Однажды он получил приглашение участвовать в каком-то очень важном концерте по поводу капитального государственного события. Он долго отказывался и отнекивался, поскольку весьма брезгливо относился к любой власти, государственности и партийности.

Всё-таки им удалось уломать его, не столько его самого, сколько его родителей, к которым он относился с трепетным почтением, хотя это были самые простые и ничем, кроме сына, не примечательные люди. Но только на два номера и никаких музыкальных молитв, без бисирования — таковы были его жёсткие и непреклонные условия.

Концерт проходил в самом большом и знаменитом столичном зале, переполненном до отказа, поскольку переодетые охранники составляли чуть не треть всей публики. В левой, правительственной ложе, ближе всех к сцене, сидел всесильный правитель страны, узурпатор, как все узурпаторы, делавший всё возможное для придания своей власти легитимность, а себе — божественность или что-то вроде этого, ну, вы понимаете.

Юный певец исполнил два номера — из классического и современного отечественного репертуара, публика привычно аплодировала и неиствовала. Он стоял на авансцене, по центру и весьма учтиво раскланивался.

Правитель поднялся из своего кресла и зал мгновенно и послушно затих:

— Пожалуйста, исполни Шуберта и взлети.

— Не могу.

— Ну, почему?

— Богородица не велит.

И он покинул сцену.

Ничего не случилось.

Потом его настойчиво награждали разными орденами, медалями и премиями, но он ото всего отказывался, так как понимал — его затягивают на процедуру награждения и, стало быть, неизбежную встречу и разговор с властителем, а он этого органически, до рвоты не хотел.

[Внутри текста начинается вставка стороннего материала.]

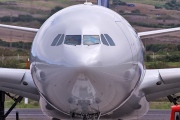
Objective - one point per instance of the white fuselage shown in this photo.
(88, 79)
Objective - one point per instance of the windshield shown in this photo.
(91, 39)
(73, 40)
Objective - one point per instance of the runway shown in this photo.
(36, 114)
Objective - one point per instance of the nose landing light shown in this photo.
(88, 3)
(83, 89)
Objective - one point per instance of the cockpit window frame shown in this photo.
(91, 35)
(72, 44)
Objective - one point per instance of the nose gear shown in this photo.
(93, 116)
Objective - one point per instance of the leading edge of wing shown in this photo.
(19, 82)
(159, 83)
(155, 33)
(34, 30)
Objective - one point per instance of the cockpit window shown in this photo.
(61, 40)
(91, 39)
(109, 39)
(55, 40)
(73, 40)
(104, 41)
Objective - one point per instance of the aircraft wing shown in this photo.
(11, 27)
(160, 83)
(156, 33)
(19, 82)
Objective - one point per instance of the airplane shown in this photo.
(87, 62)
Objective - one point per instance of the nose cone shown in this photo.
(84, 88)
(82, 56)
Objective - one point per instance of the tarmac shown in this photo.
(36, 114)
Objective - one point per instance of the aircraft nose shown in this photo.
(79, 57)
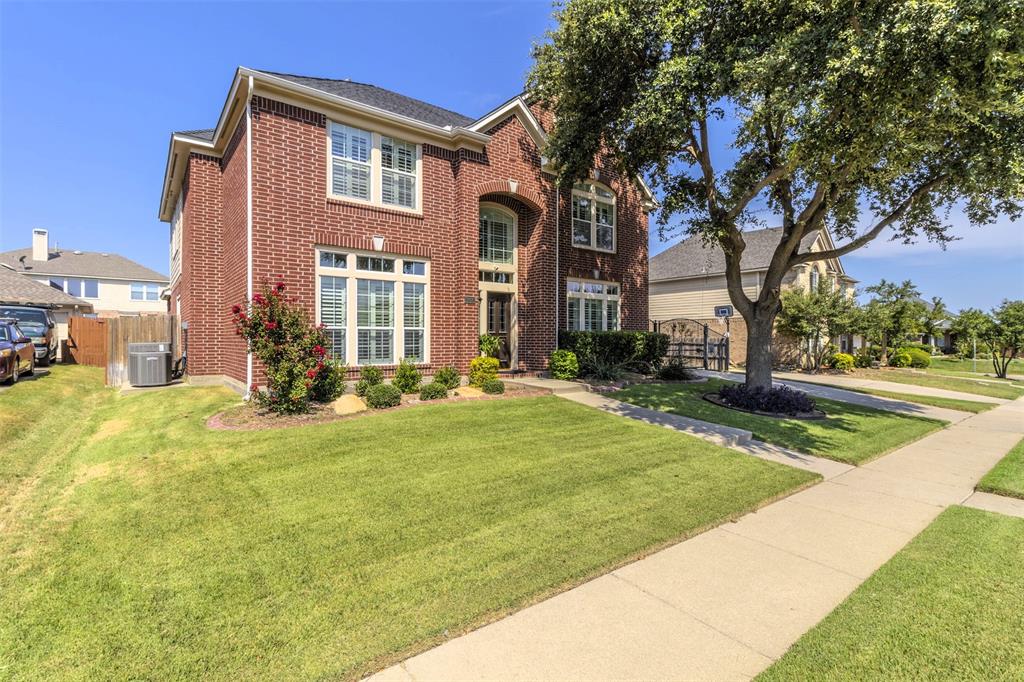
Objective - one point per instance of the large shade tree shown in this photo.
(868, 118)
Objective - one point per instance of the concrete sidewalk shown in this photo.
(728, 602)
(909, 389)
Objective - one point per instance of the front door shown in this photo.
(500, 324)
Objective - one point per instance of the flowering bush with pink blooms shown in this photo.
(293, 351)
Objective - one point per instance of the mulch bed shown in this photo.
(715, 398)
(251, 418)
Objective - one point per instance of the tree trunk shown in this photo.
(759, 333)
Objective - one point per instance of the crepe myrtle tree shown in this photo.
(867, 118)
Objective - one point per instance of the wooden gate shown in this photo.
(86, 341)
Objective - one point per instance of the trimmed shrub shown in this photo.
(489, 345)
(293, 351)
(383, 395)
(674, 370)
(448, 377)
(493, 386)
(481, 369)
(369, 377)
(779, 400)
(435, 390)
(900, 357)
(842, 361)
(639, 351)
(919, 358)
(563, 365)
(407, 378)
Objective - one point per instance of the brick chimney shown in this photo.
(40, 245)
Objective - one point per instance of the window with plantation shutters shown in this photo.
(397, 172)
(333, 313)
(593, 217)
(350, 162)
(591, 306)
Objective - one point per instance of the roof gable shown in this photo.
(81, 263)
(692, 258)
(20, 290)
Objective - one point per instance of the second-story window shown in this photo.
(374, 168)
(350, 167)
(593, 217)
(397, 172)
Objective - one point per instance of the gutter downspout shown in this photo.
(558, 202)
(249, 224)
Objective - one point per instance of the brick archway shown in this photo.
(529, 198)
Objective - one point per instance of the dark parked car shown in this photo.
(16, 354)
(38, 325)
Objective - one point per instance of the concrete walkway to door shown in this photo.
(728, 602)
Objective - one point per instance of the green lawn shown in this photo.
(851, 433)
(989, 388)
(1007, 477)
(136, 544)
(940, 365)
(948, 606)
(949, 403)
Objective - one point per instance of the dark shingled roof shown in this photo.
(85, 263)
(20, 290)
(688, 258)
(206, 133)
(381, 98)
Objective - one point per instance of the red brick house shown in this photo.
(406, 228)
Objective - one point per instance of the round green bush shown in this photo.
(435, 390)
(407, 378)
(899, 357)
(919, 358)
(369, 377)
(563, 365)
(493, 386)
(481, 369)
(448, 377)
(383, 395)
(842, 361)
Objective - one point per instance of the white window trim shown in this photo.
(376, 170)
(605, 298)
(594, 199)
(493, 266)
(352, 274)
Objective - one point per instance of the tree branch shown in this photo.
(867, 237)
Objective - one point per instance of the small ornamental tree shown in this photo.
(1005, 336)
(292, 350)
(817, 318)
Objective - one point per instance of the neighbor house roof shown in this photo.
(692, 258)
(381, 98)
(20, 290)
(81, 264)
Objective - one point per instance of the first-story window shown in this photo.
(376, 322)
(334, 295)
(415, 321)
(592, 306)
(374, 308)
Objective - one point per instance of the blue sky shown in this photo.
(89, 93)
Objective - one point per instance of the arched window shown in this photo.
(593, 216)
(497, 235)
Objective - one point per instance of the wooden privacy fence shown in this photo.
(104, 342)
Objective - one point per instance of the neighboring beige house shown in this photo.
(687, 281)
(113, 285)
(18, 290)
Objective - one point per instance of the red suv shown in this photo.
(16, 353)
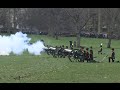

На одном из концертов, там, где он во втором отделении взлетел и вознёсся, и парил, расправив руки, и пел ликующее Ave Maria, раздался выстрел.

Пуля прошла чуть выше сердца, не задев его. Певец не упал, а медленно-медленно опустился. Кровавое пятно на его белоснежной рубашке всё росло и росло. Его подхватили, появились врачи.

Искать стрелявшего снайпера никто не искал, потому что всем было ясно и понятно, по чьему повелению тот стрелял.

Он не умер. Его долго лечили — не у нас, в Швейцарии. Его спасли. Но он уже не мог с простреленным лёгким петь, а ничего другого он не хотел и не умел делать.

Давнишнее проклятье

В ходе очередного и вполне рядового семейного скандала она, чтоб как-то больней обидеть и уязвить своего давно уже ненавистного мужа, с самой базарной интонацией выкрикнула ему в лицо:

— Чтоб ты жил долго-долго, так долго, что тебя все забудут!

Сказанное сгоряча имеет обыкновение сбываться.

Прошло четверть века с того скандала, а оба оставались в живых, хотя он был на двадцать лет её старше, болезнен и приспособлен явно не к этой жизни, а если к этой, то к какой-нибудь паралитической, инвалидной, а того проще, могильной, она же — сильная, ядрёная, в меру увесистая, что называется, «бабёнка».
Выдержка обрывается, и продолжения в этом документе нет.